A expulsão de casa me fortaleceu pois, sabia eu, que outros espaços de afetividade também fariam o mesmo. Anos depois, já no ministério de música que fazia parte, fui também convidado a retirar-me. Muitos irmãos e irmãs de fora não aguentavam ver os meus posicionamentos nas redes sociais perante toda forma de opressão, mas, principalmente, em relação às homoafetividades. Alguns até diziam: “mas como pode Dadau ser tão ungido e ser gay”? A confusão mental se manifestava nas pessoas menos alienadas! Mal sabiam elxs, talvez, que eu apenas falava o que a maioria de suas lideranças eram… A verdade que em mim habitava me conectava com o divino. Inúmeros eram os casos de padres, líderes, freiras, pregadores, casados, jovens, músicos, dançarinos homossexuais. O silêncio imperava e isso não acontece apenas na igreja católica, mas em diversas igrejas que fingem não saber, negam o saber sabido. Entretanto, acredito eu, os escândalos sexuais aí estão e se tornarão cada vez maiores por causa das novas tecnologias e de um maior empoderamento social.

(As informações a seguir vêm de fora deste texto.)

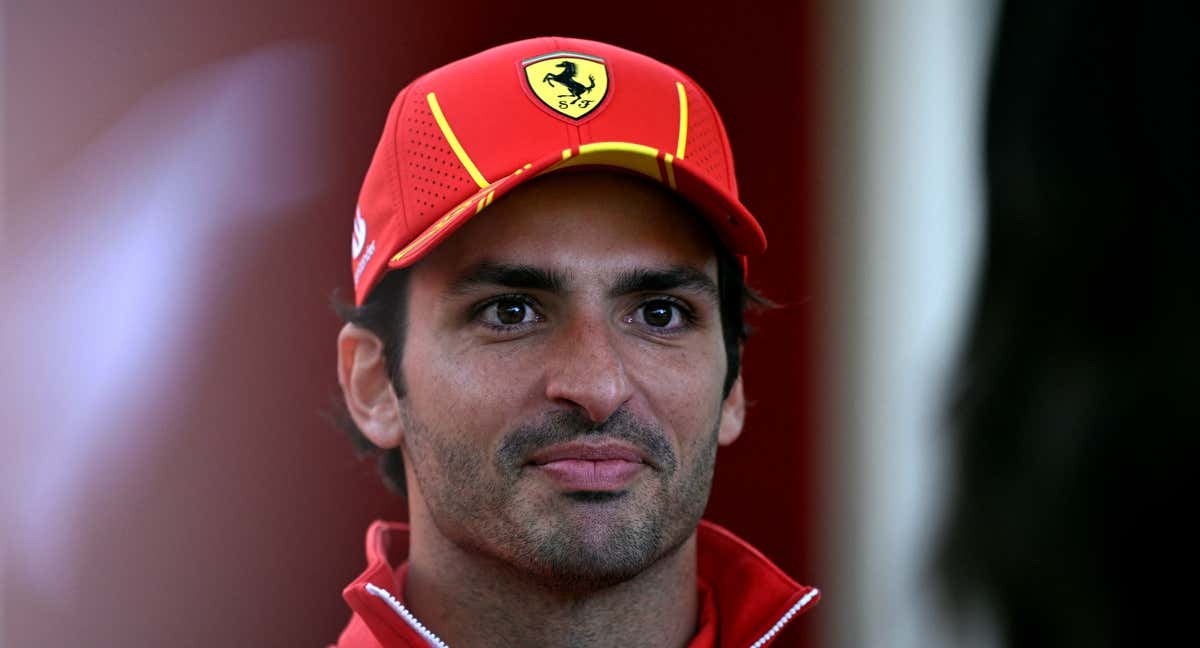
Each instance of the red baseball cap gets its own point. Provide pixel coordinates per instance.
(466, 133)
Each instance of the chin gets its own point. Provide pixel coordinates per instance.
(586, 557)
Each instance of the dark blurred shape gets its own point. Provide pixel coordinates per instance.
(1077, 412)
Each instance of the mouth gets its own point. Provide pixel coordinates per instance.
(593, 468)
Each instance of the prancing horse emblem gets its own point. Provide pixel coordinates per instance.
(557, 82)
(567, 77)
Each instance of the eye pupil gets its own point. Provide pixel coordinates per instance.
(510, 312)
(657, 315)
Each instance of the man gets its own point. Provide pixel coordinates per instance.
(549, 263)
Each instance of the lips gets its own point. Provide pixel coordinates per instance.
(603, 467)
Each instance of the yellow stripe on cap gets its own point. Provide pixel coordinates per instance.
(627, 155)
(447, 132)
(683, 121)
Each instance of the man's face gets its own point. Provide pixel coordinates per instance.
(563, 373)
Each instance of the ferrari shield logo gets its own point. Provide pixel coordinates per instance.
(569, 83)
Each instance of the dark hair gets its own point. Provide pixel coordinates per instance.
(385, 315)
(1075, 418)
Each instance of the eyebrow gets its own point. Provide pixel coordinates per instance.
(527, 277)
(532, 277)
(671, 279)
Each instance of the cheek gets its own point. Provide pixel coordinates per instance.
(682, 387)
(469, 390)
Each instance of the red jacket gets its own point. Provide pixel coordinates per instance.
(745, 600)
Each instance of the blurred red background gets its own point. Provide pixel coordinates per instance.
(204, 501)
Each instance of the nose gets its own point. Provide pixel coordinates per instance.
(587, 371)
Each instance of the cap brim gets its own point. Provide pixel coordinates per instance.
(732, 222)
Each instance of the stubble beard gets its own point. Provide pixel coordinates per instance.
(562, 543)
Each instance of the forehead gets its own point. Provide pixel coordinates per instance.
(581, 222)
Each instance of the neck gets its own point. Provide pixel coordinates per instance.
(472, 600)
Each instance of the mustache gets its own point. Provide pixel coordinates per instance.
(564, 426)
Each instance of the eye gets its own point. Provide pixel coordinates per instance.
(508, 311)
(660, 313)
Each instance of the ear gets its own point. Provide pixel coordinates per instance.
(733, 414)
(366, 387)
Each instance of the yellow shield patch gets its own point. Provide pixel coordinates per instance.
(569, 83)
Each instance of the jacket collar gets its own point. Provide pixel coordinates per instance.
(745, 599)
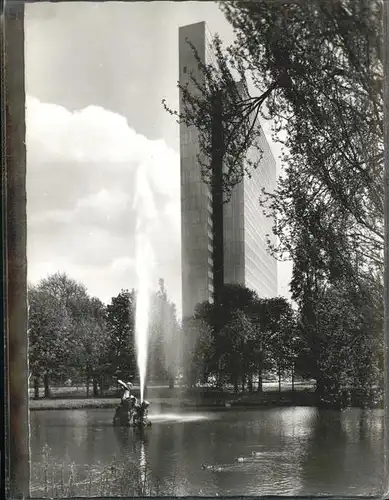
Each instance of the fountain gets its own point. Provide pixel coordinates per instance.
(144, 260)
(130, 412)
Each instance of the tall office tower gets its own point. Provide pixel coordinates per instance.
(219, 243)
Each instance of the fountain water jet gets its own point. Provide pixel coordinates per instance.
(144, 258)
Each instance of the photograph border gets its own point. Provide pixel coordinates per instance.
(15, 466)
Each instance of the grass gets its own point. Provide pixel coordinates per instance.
(116, 478)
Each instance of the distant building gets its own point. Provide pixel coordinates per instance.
(244, 258)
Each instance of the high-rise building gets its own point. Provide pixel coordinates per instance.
(220, 243)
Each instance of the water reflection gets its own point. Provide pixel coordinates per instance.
(292, 451)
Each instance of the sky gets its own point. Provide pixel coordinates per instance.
(96, 74)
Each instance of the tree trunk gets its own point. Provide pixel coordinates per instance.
(95, 388)
(46, 385)
(36, 388)
(260, 387)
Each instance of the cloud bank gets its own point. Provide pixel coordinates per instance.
(82, 169)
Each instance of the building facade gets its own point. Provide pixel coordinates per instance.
(243, 227)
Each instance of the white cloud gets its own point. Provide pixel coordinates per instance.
(81, 186)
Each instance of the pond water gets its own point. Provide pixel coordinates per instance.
(288, 451)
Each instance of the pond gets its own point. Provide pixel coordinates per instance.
(288, 451)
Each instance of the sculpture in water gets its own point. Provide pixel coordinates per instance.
(131, 413)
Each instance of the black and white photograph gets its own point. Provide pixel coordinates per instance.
(205, 248)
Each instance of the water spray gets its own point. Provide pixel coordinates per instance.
(144, 258)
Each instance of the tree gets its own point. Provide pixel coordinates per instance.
(120, 359)
(344, 353)
(316, 72)
(92, 345)
(197, 351)
(274, 321)
(57, 311)
(50, 338)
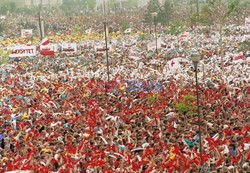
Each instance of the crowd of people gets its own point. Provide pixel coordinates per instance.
(61, 114)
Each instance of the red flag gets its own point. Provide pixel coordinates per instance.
(45, 41)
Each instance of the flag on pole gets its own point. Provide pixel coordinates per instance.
(107, 31)
(45, 41)
(128, 31)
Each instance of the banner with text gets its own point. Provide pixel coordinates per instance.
(26, 33)
(69, 48)
(22, 51)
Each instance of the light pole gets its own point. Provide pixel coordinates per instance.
(196, 58)
(154, 16)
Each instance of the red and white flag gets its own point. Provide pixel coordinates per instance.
(45, 41)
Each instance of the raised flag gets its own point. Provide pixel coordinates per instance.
(45, 41)
(247, 22)
(26, 33)
(128, 31)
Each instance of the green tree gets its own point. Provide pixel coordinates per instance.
(153, 6)
(221, 11)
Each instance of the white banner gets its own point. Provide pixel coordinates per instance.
(22, 51)
(69, 48)
(152, 45)
(247, 22)
(26, 33)
(50, 47)
(184, 36)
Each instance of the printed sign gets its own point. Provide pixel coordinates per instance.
(69, 48)
(26, 33)
(48, 50)
(22, 51)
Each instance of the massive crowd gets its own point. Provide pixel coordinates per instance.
(60, 113)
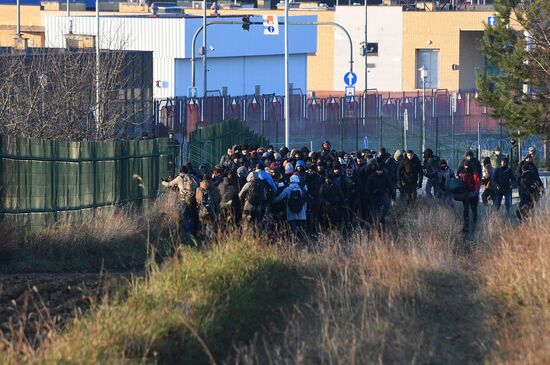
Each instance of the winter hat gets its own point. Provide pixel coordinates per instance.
(289, 169)
(397, 154)
(242, 171)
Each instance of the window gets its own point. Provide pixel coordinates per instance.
(429, 58)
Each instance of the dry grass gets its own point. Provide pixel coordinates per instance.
(422, 293)
(115, 238)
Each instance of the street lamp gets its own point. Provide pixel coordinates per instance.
(423, 77)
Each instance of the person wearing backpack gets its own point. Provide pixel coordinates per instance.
(207, 198)
(469, 175)
(409, 176)
(504, 182)
(186, 184)
(380, 188)
(528, 188)
(230, 205)
(445, 173)
(296, 203)
(254, 196)
(487, 180)
(430, 168)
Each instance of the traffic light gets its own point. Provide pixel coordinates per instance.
(246, 23)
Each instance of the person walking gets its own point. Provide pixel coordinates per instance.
(409, 176)
(295, 197)
(487, 180)
(471, 179)
(186, 185)
(504, 182)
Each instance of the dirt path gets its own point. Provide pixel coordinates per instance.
(49, 299)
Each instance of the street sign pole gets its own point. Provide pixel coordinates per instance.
(405, 128)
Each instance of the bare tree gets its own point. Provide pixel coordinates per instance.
(51, 94)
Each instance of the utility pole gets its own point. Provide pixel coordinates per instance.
(423, 76)
(18, 19)
(287, 92)
(97, 64)
(366, 47)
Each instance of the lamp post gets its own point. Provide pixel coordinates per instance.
(423, 77)
(366, 46)
(97, 64)
(287, 93)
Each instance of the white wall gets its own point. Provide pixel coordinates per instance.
(241, 74)
(239, 59)
(385, 26)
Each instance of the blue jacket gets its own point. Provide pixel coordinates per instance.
(285, 194)
(266, 177)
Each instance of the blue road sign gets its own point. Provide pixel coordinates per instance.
(350, 78)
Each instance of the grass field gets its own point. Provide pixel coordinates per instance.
(422, 293)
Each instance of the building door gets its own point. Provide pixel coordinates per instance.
(429, 58)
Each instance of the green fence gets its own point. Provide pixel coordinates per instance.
(44, 181)
(208, 144)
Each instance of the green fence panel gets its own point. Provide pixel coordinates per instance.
(44, 181)
(206, 145)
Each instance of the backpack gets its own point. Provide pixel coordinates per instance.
(455, 186)
(296, 201)
(206, 209)
(256, 191)
(190, 185)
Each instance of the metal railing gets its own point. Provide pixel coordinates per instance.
(372, 120)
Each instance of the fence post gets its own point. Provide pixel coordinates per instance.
(342, 134)
(436, 135)
(356, 134)
(381, 131)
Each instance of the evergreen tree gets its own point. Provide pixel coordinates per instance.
(516, 80)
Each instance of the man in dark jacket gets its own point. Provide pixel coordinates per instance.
(390, 167)
(530, 163)
(528, 188)
(314, 181)
(381, 189)
(230, 204)
(476, 165)
(504, 181)
(327, 155)
(409, 176)
(332, 199)
(430, 167)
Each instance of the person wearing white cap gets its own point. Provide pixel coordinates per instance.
(295, 198)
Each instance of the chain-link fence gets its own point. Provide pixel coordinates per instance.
(453, 123)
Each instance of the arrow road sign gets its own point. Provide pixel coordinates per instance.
(350, 78)
(271, 25)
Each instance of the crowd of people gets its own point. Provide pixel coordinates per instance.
(313, 190)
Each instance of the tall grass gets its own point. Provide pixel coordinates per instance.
(421, 292)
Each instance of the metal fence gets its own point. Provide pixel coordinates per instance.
(370, 120)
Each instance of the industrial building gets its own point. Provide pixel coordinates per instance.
(239, 62)
(443, 40)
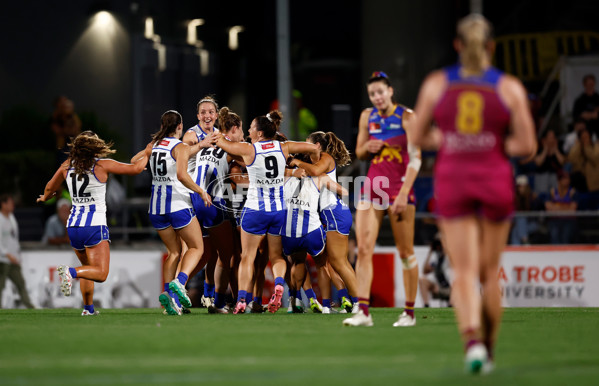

Após alguns anos, aqui estou eu a (re)escrever. A possibilitar que outrxs sujeitxs possam ler a vida de uma outra forma, questionando tudo aquilo que nos impede de sermos mais verdadeiros e humanos. Escrevo, meus caros, para que outras rosas desabrochem, mas com cor e perfume, muito diferente da Rosa de Hiroshima…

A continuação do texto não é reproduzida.